OpenAI has introduced two new open-weight models—GPT-OSS-120B and GPT-OSS-20B—marking its first open-weight release since GPT-2 and signaling a strategic shift. Both models are available for free under the Apache 2.0 license on Hugging Face, with reference runtimes for PyTorch and Apple Metal and pre-quantized MXFP4 options.
Built on a Transformer-based mixture-of-experts (MoE) design, the models activate only the relevant experts per input, reducing active parameters and improving cost-efficiency. They support up to a 128K-token context window, and integrate RoPE positional embeddings, multi-query attention, and sparse attention to improve memory and compute efficiency.
On hardware, GPT-OSS-120B can run on a single GPU with 80 GB memory, while GPT-OSS-20B requires just 16 GB, making it suitable for edge and widely available devices. Microsoft is optimizing the 20B model for Windows via ONNX Runtime. Deployment is supported across platforms including Hugging Face, Azure, AWS, Databricks, Vercel, and Cloudflare, with hardware optimizations for NVIDIA, AMD, Cerebras, and Groq.

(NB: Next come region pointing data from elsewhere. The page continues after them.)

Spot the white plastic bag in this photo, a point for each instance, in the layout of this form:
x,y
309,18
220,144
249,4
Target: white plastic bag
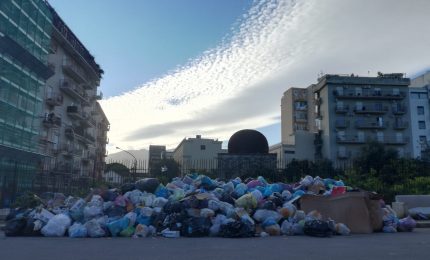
x,y
56,226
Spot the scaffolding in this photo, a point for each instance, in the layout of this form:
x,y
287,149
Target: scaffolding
x,y
25,37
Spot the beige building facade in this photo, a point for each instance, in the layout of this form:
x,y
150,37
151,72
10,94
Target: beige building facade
x,y
346,111
198,153
74,125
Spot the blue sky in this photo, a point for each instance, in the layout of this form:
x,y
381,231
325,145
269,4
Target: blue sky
x,y
178,68
137,40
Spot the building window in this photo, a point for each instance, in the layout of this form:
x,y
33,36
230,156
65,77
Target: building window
x,y
420,110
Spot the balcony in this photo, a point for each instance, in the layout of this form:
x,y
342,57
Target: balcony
x,y
342,109
67,151
350,139
52,121
382,95
399,110
341,123
400,125
73,70
343,154
371,110
74,90
54,99
370,124
396,140
75,113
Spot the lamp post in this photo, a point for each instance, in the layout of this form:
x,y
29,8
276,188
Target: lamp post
x,y
135,160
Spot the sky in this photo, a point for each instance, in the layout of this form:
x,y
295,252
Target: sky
x,y
175,69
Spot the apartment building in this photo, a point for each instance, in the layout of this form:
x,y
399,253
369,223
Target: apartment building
x,y
419,106
25,36
352,110
155,155
294,113
102,127
73,130
197,153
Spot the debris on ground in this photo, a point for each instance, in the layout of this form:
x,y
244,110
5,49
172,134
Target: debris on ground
x,y
192,206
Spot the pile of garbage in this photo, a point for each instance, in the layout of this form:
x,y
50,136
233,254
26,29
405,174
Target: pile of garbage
x,y
192,206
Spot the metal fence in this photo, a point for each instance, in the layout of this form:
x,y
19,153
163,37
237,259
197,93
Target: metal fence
x,y
18,180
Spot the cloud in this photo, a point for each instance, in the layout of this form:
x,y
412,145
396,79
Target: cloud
x,y
278,44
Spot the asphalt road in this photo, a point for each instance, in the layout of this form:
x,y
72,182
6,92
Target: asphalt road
x,y
413,245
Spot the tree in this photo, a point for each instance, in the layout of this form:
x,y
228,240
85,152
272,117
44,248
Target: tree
x,y
118,168
165,170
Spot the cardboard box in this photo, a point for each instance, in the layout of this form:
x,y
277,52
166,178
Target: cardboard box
x,y
354,209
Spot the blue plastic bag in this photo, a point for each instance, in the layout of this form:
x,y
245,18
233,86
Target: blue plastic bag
x,y
116,226
77,230
162,191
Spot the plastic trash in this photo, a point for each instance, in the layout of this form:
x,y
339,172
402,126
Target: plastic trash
x,y
288,210
116,226
273,230
127,232
406,224
15,227
170,234
262,214
247,201
77,230
342,229
287,228
57,226
195,227
159,202
147,184
141,231
236,229
317,228
207,213
77,210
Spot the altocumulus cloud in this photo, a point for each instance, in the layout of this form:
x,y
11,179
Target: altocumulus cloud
x,y
278,44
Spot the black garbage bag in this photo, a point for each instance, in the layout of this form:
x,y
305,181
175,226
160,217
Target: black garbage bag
x,y
174,221
227,198
196,227
269,205
173,207
317,228
115,211
15,227
31,229
277,199
127,187
109,195
147,184
237,229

Performance-wise, OpenAI reports strong results versus o3, o3-mini, and o4-mini across benchmarks such as Codeforces (code), MMLU/HLE (general knowledge), AIME 2024–2025 (math), HealthBench (medical), and TauBench (tool/function calling). GPT-OSS-120B performs close to or above o4-mini in many tests, while the smaller 20B surpasses o3-mini across several evaluations.
Safety measures include CBRN filtering during pretraining and additional post-training safeguards to resist harmful requests. Adversarial stress tests used non-refusing variants tailored to domains like biology and cybersecurity; these showed limited capabilities and were audited by independent experts. Chain-of-thought capabilities were developed using unsupervised methods to enable external traceability; OpenAI advises developers not to expose these traces to end users. To further strengthen community oversight, OpenAI launched a red teaming competition with a total prize pool of $500,000.
Overall, GPT-OSS-120B and GPT-OSS-20B target a broad spectrum from low-cost local setups to production-scale enterprise deployments. With open licensing, optimized distribution paths, and competitive benchmarks, OpenAI is making a notable return to the open ecosystem.